La vie de Marie suite
CHAPITRE 3
A l’agence, nous étions submergés de travail enfin, surtout moi. Je faisais dans la polyvalence comme on dit ; standardiste, secrétaire, comptable et occasionnellement chef de projet.
L’emploi de créative pour lequel j’avais été embauchée n’était plus qu’un lointain souvenir.
Pierrick avait monté cette société publicitaire quatre ans auparavant, son principal budget provenant de la campagne publicitaire des produits secs Commency, entreprise ayant connu la prospérité après la deuxième guerre mondiale dans un pays qui avait connu la faim pendant cinq longues années. Seulement depuis quelques années, le surgelé et le congelé se taillaient une place préoccupante sur le marché alimentaire mondial et Pierrick, sortant fraichement d’HEC avait décidé de dépoussiérer les publicités d’un autre âge de la maison Commency.
Ah, il faut que je précise que Monsieur de Commency était accessoirement le beau-père de Pierrick. C’était un homme autoritaire et buté qu’il fallait prendre avec des pincettes. Pierrick ayant réussi à relancer les ventes dès la première campagne de publicité en ciblant ceux que l’on appelle maintenant les Bobos. Je lui avais soumis cette idée après avoir lu un article dans Libé qui parlait de cette nouvelle race de consommateurs, exigeants sur la qualité des produits et financièrement très à l’aise. Depuis, il essayait de trouver un maximum de nouveaux marchés pour se désengager un maximum de l’emprise familiale.
Pour ma part, j’avais été sa première employée. Je n’avais bien évidemment engagé aucun denier dans l’affaire mais je peux dire que j’y avais investi toute ma personne, mes temps de loisir, mes week-end et mes vacances. J’avais été embauchée en temps que créative mais peu à peu je m’étais occupée de l’aspect un peu rébarbatif de toute entreprise : démarches administratives, comptabilité, secrétariat.
Pierrick se disait incapable de s’occuper de ces tâches importantes avec autant de rigueur et d’efficacité que moi.
Cela lui laissait l’esprit libre pour tout le côté récréatif du métier : le démarchage, la création, les déjeuners d’affaire.
Nous formions une très bonne équipe.
Je l’admirais car il représentait tout ce que je n’étais pas : sûr de lui, visionnaire, grand orateur en public, gardant son sang froid en toutes circonstances, très critique. Il représentait un idéal après lequel j’avais couru toute ma vie. J’étais tombée amoureuse de lui peu à peu, sans m’en rendre compte ; au moment où j’avais pris conscience de cet état de fait, il était trop tard, j’étais allongée sur le bureau, les jambes par-dessus la tête, les cheveux en pagaille, Pierrick sur moi…
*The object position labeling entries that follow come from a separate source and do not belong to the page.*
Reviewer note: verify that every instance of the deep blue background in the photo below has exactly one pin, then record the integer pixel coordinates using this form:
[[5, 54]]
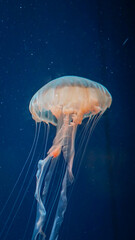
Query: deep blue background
[[39, 41]]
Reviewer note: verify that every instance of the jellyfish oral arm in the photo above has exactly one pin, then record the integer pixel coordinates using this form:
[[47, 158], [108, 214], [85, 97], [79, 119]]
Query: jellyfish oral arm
[[41, 211]]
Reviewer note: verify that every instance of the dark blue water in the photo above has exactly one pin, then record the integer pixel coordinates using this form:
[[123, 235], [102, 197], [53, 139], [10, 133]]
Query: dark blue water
[[42, 40]]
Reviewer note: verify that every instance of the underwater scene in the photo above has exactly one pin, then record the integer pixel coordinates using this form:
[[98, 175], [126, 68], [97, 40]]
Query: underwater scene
[[67, 167]]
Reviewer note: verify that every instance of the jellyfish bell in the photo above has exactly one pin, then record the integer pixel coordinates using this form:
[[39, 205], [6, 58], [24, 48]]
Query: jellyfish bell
[[63, 102], [69, 95]]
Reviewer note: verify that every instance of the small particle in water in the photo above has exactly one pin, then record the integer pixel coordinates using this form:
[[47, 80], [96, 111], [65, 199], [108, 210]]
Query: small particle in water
[[125, 42]]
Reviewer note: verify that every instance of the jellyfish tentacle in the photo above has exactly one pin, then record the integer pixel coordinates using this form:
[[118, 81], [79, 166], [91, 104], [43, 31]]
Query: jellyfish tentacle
[[41, 211], [62, 205]]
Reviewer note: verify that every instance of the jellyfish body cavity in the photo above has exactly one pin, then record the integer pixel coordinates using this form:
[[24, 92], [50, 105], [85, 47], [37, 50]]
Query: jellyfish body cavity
[[63, 102]]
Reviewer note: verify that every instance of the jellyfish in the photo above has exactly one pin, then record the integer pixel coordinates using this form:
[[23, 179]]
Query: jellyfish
[[64, 103]]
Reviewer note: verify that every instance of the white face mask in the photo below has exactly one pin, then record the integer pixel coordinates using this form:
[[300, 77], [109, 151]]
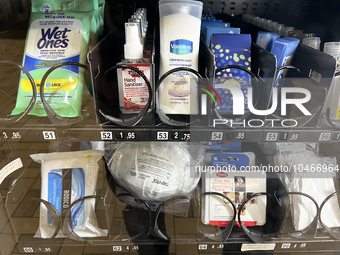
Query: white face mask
[[155, 170]]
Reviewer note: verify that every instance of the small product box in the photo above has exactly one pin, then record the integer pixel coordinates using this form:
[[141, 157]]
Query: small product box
[[210, 30], [229, 175], [266, 39], [231, 49], [216, 23]]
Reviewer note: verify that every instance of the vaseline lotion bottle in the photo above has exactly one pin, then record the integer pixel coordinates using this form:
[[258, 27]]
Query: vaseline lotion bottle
[[180, 24]]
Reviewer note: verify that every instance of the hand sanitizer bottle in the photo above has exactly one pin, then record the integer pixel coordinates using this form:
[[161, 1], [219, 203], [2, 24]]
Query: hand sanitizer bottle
[[133, 91]]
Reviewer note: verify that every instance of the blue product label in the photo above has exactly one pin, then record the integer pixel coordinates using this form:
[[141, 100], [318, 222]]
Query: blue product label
[[181, 46], [64, 187]]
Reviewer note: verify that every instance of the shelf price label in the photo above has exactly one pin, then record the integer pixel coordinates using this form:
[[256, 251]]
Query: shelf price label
[[336, 137], [241, 136], [49, 135], [325, 136], [174, 136], [216, 136], [131, 136], [117, 248], [16, 135], [283, 136], [202, 247], [272, 136], [106, 135], [186, 136], [163, 136], [294, 137]]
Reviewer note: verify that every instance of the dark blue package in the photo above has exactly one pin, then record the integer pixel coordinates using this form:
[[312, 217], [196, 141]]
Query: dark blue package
[[231, 49]]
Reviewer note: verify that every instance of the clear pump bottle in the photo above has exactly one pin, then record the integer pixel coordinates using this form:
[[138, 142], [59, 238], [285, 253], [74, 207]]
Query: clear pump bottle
[[133, 91]]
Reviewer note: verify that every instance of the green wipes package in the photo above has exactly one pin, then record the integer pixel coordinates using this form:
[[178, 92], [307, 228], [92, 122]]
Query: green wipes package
[[58, 32]]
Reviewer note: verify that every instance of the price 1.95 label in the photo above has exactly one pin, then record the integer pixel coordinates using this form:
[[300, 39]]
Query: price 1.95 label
[[49, 135], [272, 136], [106, 135]]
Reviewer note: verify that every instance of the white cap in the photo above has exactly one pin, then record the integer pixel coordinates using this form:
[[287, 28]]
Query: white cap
[[133, 49]]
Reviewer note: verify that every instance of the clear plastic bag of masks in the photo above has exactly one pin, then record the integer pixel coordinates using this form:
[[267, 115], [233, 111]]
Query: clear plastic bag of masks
[[68, 195], [314, 177], [155, 170]]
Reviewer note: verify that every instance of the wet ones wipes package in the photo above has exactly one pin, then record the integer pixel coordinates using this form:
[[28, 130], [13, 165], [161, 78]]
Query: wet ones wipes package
[[65, 178], [59, 32], [228, 174]]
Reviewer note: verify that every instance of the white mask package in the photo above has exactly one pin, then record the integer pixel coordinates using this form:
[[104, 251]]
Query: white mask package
[[155, 170], [313, 176], [65, 178]]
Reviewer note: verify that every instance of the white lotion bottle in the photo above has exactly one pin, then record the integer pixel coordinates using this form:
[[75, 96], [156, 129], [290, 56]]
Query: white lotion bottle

Bien que cette situation ait été inconciliable avec mes valeurs morales, je décidai de passer outre.
Depuis à peu près un an, nous avions de plus en plus rarement l’occasion de coucher ensemble et, le travail l’accaparant beaucoup, il était devenu plus distant envers moi.
Je me gardais bien de me plaindre et de poser la moindre question déplacée d’autant qu’il avait eu la gentille idée d’embaucher un stagiaire pour me seconder et me soulager de toutes mes tâches administratives.
Stéphane était le prototype parfait des petits coqs hargneux qu’on peut rencontrer dans le monde des affaires. Ambitieux comme il était, il faisait bien sagement les tâches que je lui confiais avec le sourire mais je sentais une forte animosité envers moi. Il me faisait penser à Marc-Olivier Fogiel, c’est dire.
Une réunion importante avait lieu en fin de matinée et je confiais mes notes à Stéphane afin qu’il me tape tout cela proprement. Il était tout sourire ce matin là et en profita pour me dire que j’étais particulièrement en beauté.
Cela me fit sourire. Je me reprochais à le voir si aimable et plein d’entrain le jugement hâtif que j’avais eu sur lui. Après tout, l’ambition n’est pas un défaut et peut-être n’était-il pas dédaigneux mais tout simplement timide me dis-je.
En tout cas, j’étais de bonne humeur et j’avais hâte que la journée se termine pour me retrouver en tête à tête avec Pierrick.